Beim letzten Mal bekomme ich Stechen im Unterleib und verhalte im Schritt. Ich gehe langsam auf Peter zu. Er hat mich beobachtet und kommt mir nun entgegen.
„Ist etwas passiert?“ fragt Peter besorgt

„Ich weiß nicht,“ antworte ich mit verkniffenem Gesicht. „Ich habe einen Stich verspürt und jetzt habe ich Bauchschmerzen.“
„Hm,“ macht Peter und nimmt mir den Ball ab, den er wieder in die Tüte zurücksteckt und an sein linkes Handgelenk hängt. Dann umfasst er mich mit dem rechten Arm und sagt:
„Wir gehen nachhause! Sag mir sofort, wenn die Schmerzen stärker werden!“
Ich nicke und wir treten langsam den Rückweg an. In meinem Bauch rumort es. Fast haben wir seine Wohnung erreicht, muss ich mich vornüberbeugen und erbrechen. Peter bleibt an meiner Seite, stützt mich und reicht mir ein Papiertaschentuch, als ich wieder hochkomme. Dankbar schaue ich ihn an.
„Schnell! Ich muss dringend!“ flehe ich ihn um Hilfe. Er hat die Wohnungstür schon offen und lässt mich vorbei.
Ich beeile mich zur Toilette und bleibe lange sitzen. Peter fragt von draußen besorgt:
„Geht es dir gut?“
„Etwas…“ antworte ich. „Ich bin gleich fertig.“
Trotzdem dauert es noch eine Weile bis ich heraus komme. Peter sitzt im Wohnzimmer und steht auf, als ich hinzukomme.
„Was war los?“ fragt er mich, mit faltiger Stirn.
„Ich weiß nicht,“ sage ich gequält. „Bauchweh, Erbrechen, Durchfall…“
„Okay,“ bestimmt er nun. „Du gehörst ins Bett! Ist ja sowieso schon spät, aber ich schau noch einmal in der Küche, was ich für dich tun kann.“
Er führt mich ins Schlafzimmer und legt mich sanft ins Bett.
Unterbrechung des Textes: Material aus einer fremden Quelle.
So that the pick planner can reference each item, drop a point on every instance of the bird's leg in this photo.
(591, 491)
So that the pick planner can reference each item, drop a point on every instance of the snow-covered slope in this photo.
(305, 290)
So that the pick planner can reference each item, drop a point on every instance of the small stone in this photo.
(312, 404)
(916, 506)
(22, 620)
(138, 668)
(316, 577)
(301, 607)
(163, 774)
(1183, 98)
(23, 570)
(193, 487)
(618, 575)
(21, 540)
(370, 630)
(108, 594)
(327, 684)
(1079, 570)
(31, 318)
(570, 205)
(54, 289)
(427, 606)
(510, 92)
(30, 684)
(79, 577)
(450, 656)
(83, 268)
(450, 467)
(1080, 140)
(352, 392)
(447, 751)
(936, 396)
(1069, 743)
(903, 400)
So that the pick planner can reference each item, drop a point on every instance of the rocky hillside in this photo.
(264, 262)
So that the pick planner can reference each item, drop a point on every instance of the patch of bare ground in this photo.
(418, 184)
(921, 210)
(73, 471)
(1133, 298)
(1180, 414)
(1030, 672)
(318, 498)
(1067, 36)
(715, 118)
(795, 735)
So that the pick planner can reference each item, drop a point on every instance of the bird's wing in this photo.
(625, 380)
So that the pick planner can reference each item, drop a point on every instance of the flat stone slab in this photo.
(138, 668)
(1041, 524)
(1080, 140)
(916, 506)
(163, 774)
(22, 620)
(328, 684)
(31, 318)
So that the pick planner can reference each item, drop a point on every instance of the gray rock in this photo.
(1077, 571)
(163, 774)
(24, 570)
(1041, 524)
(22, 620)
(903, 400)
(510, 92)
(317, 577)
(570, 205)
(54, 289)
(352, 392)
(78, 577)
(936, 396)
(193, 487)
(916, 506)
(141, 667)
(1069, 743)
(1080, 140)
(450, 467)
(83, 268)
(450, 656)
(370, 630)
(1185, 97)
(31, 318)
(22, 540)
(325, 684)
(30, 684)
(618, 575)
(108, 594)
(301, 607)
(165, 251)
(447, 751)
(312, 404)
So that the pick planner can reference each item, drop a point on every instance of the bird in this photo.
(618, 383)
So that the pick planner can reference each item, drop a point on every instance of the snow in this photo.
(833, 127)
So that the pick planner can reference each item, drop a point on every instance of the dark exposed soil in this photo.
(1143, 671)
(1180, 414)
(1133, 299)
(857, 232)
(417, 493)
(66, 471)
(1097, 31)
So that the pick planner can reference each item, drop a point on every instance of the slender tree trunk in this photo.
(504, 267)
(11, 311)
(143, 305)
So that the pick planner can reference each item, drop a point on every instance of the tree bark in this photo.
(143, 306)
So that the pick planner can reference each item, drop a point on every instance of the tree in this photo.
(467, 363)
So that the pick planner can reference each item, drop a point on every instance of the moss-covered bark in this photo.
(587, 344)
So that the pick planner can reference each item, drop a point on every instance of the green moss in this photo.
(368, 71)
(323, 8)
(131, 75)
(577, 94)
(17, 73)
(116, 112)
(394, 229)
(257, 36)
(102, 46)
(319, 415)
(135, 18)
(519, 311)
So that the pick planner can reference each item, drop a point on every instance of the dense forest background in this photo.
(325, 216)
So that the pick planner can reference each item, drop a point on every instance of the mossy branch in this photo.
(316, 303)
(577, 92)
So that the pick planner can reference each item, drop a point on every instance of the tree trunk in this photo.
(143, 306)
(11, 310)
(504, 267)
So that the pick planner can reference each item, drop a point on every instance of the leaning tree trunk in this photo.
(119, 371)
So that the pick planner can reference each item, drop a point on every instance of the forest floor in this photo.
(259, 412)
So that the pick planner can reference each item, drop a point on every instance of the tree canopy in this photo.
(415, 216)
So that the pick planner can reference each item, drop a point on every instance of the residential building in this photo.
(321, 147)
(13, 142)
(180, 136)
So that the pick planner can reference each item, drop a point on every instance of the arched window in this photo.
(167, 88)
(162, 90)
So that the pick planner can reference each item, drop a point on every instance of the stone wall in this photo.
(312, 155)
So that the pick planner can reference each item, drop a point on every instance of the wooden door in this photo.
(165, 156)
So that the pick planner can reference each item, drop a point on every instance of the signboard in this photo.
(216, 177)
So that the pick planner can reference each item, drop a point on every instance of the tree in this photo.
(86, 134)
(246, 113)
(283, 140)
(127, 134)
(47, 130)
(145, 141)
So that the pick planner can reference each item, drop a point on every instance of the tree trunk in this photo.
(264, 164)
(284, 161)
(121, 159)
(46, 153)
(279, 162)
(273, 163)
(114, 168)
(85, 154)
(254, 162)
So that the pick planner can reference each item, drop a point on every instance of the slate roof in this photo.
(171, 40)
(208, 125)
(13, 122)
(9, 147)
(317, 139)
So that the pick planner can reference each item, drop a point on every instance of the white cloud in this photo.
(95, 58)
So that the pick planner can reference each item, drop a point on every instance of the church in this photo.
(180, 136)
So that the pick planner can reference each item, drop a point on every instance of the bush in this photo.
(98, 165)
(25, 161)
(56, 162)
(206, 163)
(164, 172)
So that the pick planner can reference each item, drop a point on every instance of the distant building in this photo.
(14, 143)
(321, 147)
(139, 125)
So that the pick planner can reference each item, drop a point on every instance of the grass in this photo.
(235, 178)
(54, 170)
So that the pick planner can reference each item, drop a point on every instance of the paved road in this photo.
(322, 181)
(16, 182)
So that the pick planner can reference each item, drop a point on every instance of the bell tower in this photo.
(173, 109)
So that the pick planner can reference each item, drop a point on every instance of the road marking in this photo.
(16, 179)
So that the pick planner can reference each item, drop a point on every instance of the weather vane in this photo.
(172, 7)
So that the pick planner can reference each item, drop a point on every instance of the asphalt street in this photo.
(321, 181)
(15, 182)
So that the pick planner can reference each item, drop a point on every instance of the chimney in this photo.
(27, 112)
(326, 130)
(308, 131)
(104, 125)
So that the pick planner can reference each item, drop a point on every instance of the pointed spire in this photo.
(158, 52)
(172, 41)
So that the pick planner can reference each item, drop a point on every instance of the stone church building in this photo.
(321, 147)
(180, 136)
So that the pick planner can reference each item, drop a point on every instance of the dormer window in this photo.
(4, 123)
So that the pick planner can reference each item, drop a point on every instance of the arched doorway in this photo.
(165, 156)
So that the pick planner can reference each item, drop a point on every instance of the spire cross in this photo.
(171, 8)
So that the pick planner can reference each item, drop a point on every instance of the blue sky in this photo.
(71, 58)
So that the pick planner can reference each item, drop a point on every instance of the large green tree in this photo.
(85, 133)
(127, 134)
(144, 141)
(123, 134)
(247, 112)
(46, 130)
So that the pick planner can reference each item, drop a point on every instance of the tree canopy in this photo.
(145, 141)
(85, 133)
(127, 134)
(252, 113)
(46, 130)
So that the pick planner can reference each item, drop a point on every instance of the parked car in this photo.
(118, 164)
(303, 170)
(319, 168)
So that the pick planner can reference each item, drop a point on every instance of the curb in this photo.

Dann ist er schnell aus dem Zimmer verschwunden und wenige Sekunden später mit einer Plastikschüssel aus der Küche wieder bei mir.
„Falls du noch einmal brechen musst,“ kommentiert er sein Tun und stellt sie neben mich auf den Boden. „Ich gehe nochmal in die Küche und koche dir einen Tee!“
Damit verlässt er mich schon wieder und ich höre ihn in der Küche rumoren. Eine Küchenmaschine läuft. Nach vielleicht einer halben Stunde, in der ich die Schüssel benutzen musste, ist Peter zurück. Er stellt eine Tasse und eine Thermoskanne auf das Nachttischchen und einen tiefen Teller daneben. Die hellbraune Pampe kenne ich aus Kindertagen: Haferbrei!
Belustigt schaue ich Peter an.
„Bin ich denn so sterbenskrank?“
Er beugt sich zu mir runter und gibt mir einen Kuss.
„Wir werden sehen. Je nachdem wie es dir morgen geht… So etwas kann in drei Tagen schon wieder vorbei sein, wenn wir Glück haben. Magen-Darm kommt meist aus heiterem Himmel…“
„Wenn nicht?“ frage ich.
„Ich werde dich übermorgen nicht krank in den Zug setzen, Liebes! Wenn, dann fahre ich dich nachhause.“
Ich will aufbegehren, aber er ‚fährt mir über den Mund‘:
„Keine Widerrede! Ich kümmere mich um dein Wohl!“
„Ja, Mama,“ sage ich schwach mit ironischem Unterton.